= Sangue dormido =

Psychological syndrome

This syndrome is found among Portuguese Cape Verde Islanders (and immigrants from there to the United States) and includes pain, numbness, tremor, paralysis, convulsions, stroke, blindness, heart attack, infection, and miscarriage.
— DSM-IV-TR

Sangue dormido (lit. 'sleeping blood') is a psychological syndrome reportedly affecting Cape Verdeans and members of the Cape Verdean diaspora. The condition appears in Appendix I of the revised fourth edition of the Diagnostic and Statistical Manual of Mental Disorders (DSM-IV) as a culture-bound syndrome.

== Background ==

Sangue dormido was first clinically described in a 1981 case study in which a 48-year old Crioulo-speaking woman presented with paralysis, numbness, pain, and tremor of her right arm. She had been in good health when she emigrated to the United States four years previously, but two years before admission had suffered a concussion and bilateral Colles' fracture after an accidental fall. Her symptoms gradually developed after that incident until she finally sought medical attention with the help of her family.

The patient described Cape Verdean folk beliefs in which traumatic injury would cause living blood (sangre vivo) to leak out and coagulate as sleeping blood (sangue dormido) or dead blood (sangue morto), resulting in loss of circulation to the affected area and potentially more serious symptoms caused by blood "backing up" behind the obstruction. She described and requested the traditional Cape Verdean treatment for the condition, namely, the administration of a "calming medicine" and a cross-shaped incision over the wrist to remove the sangue dormido. Medical personnel administered 5 mg of Valium intramuscularly and withdrew 12 cc of blood from a superficial vein in the right wrist, which was allowed to coagulate in a cup and shown to the patient. The patient was greatly relieved by the procedure, experienced complete cessation of numbness and tremor by the next day, and was discharged after additional phlebotomy and the application of cold compresses. At an outpatient visit after five months, the patient reported improvement in motor function of her right arm.

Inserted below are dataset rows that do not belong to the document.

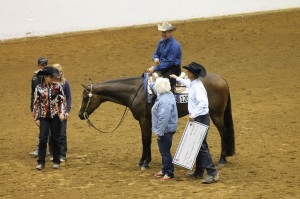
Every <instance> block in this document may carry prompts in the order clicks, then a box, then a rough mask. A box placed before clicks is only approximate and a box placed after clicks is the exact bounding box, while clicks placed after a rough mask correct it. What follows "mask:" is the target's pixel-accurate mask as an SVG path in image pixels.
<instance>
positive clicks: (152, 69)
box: [147, 66, 154, 74]
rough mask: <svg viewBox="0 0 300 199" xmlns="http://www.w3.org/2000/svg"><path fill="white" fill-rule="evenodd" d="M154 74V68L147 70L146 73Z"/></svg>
mask: <svg viewBox="0 0 300 199" xmlns="http://www.w3.org/2000/svg"><path fill="white" fill-rule="evenodd" d="M153 72H154V66H151V67H150V68H148V69H147V73H150V74H152V73H153Z"/></svg>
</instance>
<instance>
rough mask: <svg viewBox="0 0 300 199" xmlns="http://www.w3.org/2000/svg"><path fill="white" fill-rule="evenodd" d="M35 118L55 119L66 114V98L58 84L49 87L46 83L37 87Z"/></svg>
mask: <svg viewBox="0 0 300 199" xmlns="http://www.w3.org/2000/svg"><path fill="white" fill-rule="evenodd" d="M32 113H33V117H34V119H35V120H38V119H39V118H41V117H42V118H53V117H55V116H59V115H60V114H65V113H66V97H65V94H64V91H63V88H62V86H61V85H59V84H58V83H54V82H53V83H51V84H50V86H47V85H46V83H45V82H43V83H42V84H39V85H37V86H36V88H35V91H34V101H33V112H32Z"/></svg>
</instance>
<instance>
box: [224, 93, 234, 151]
mask: <svg viewBox="0 0 300 199" xmlns="http://www.w3.org/2000/svg"><path fill="white" fill-rule="evenodd" d="M224 123H225V134H224V138H223V139H224V141H225V142H224V144H225V146H224V148H225V151H226V156H233V155H234V154H235V139H234V126H233V119H232V112H231V99H230V92H229V91H228V100H227V105H226V109H225V112H224Z"/></svg>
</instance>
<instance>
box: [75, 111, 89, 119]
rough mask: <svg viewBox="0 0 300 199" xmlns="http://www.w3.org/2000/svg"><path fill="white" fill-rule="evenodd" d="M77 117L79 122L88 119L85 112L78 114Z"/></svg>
mask: <svg viewBox="0 0 300 199" xmlns="http://www.w3.org/2000/svg"><path fill="white" fill-rule="evenodd" d="M78 117H79V118H80V119H81V120H86V119H88V118H89V115H88V114H87V112H83V113H82V112H81V111H80V112H79V113H78Z"/></svg>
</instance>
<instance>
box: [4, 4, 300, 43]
mask: <svg viewBox="0 0 300 199" xmlns="http://www.w3.org/2000/svg"><path fill="white" fill-rule="evenodd" d="M299 7H300V0H186V1H182V0H163V1H162V0H85V1H81V0H9V1H8V0H0V40H6V39H13V38H23V37H31V36H44V35H51V34H57V33H64V32H76V31H84V30H95V29H103V28H112V27H123V26H132V25H142V24H149V23H158V22H162V21H174V20H184V19H193V18H206V17H214V16H226V15H233V14H243V13H252V12H261V11H270V10H279V9H289V8H299Z"/></svg>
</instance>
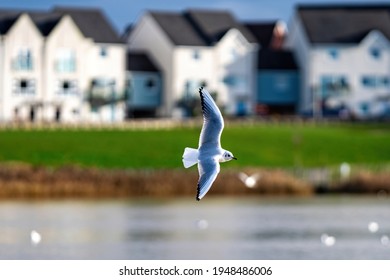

The description given in this case study was adopted largely verbatim by the DSM-IV. Standard psychological and medical reference texts subsequently listed sangue dormido as an example of a culture-bound syndrome.

In 2012, the authors of the original case study published a follow-up in which they stated that after further review, they had not been able to find any empirical or ethnographic evidence of the condition in English-language sources, leaving open the possibility that documentation might exist in Portuguese. The authors suggested additional research with Cape Verdean populations and recommended removing sangue dormido from lists of culture-bound syndromes.

Sangue dormido, like many culture-bound syndromes listed in the DSM-IV, was not among those recognized in the DSM-V, and additionally has not been described in the International Classification of Diseases.